Protein arrangement in the DNA grooves in chromatin and nucleoprotamine in vitro and in vivo revealed by methylation.

Abstract

The influence of histones, protamine, and some polypeptides bound to DNA on the methylation with [3H]dimethyl sulfate of the N-7 atom of guanine in the major groove, and the N-3 atom of adenine in the minor groove of DNA double helix has been studied. The effect on the methylation pattern of the primary and secondary structure of DNA has also been investigated. The comparative kinetic measurements of methylation of DNA and chromatin in the presence of dGMP as an internal standard has been studied. It has been shown that the presence of histones in chromatin causes a rather small effect on methylation of the DNA grooves: histones leave the minor groove well exposed and shield the major groove of DNA against methylation only by 14%. The increase in the velocity of DNA methylation in ice at – 10°C has been demonstrated. The methylation of ascites tumor cells and fish sperm in the frozen state, when the excision of the methylated bases by repair enzyme is repressed, allowed testing of the chromatin and nucleoprotamine structure directly in the cells. At – 10°C in these cells, as well as in isolated chromatin, histones and protamine preferentially shield the major groove of DNA to the same extent (14–21%).
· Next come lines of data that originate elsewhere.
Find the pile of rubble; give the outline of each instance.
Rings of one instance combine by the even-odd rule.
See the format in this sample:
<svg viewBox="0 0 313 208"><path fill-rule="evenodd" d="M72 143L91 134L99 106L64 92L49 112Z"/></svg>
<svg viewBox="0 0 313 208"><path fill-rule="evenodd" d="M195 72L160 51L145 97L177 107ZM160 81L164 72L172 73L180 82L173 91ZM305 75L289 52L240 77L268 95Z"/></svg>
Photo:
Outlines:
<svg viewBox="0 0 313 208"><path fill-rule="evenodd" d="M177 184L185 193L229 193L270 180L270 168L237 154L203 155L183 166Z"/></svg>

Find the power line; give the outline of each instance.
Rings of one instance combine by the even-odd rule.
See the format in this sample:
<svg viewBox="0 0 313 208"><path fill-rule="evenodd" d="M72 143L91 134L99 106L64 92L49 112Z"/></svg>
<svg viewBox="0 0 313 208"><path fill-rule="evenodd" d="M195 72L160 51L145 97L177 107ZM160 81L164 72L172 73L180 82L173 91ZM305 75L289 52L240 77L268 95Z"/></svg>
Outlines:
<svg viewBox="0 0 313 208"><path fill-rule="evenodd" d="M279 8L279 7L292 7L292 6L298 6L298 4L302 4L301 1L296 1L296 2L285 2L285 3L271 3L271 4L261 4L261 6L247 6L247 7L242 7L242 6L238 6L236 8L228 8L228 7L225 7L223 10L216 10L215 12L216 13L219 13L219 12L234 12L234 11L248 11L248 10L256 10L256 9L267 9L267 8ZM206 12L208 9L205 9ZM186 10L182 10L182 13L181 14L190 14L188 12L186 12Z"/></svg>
Histones and protamine appear therefore to interact with DNA in a similar way in vitro and in vivo. The results of these studies suggest that histones and protamine seem to lie mainly outside the DNA grooves, do not occupy the minor groove and are only partly buried in the major groove. This may make the DNA grooves, especially the minor one, well exposed and accessible to specific interaction of DNA in chromatin with other proteins.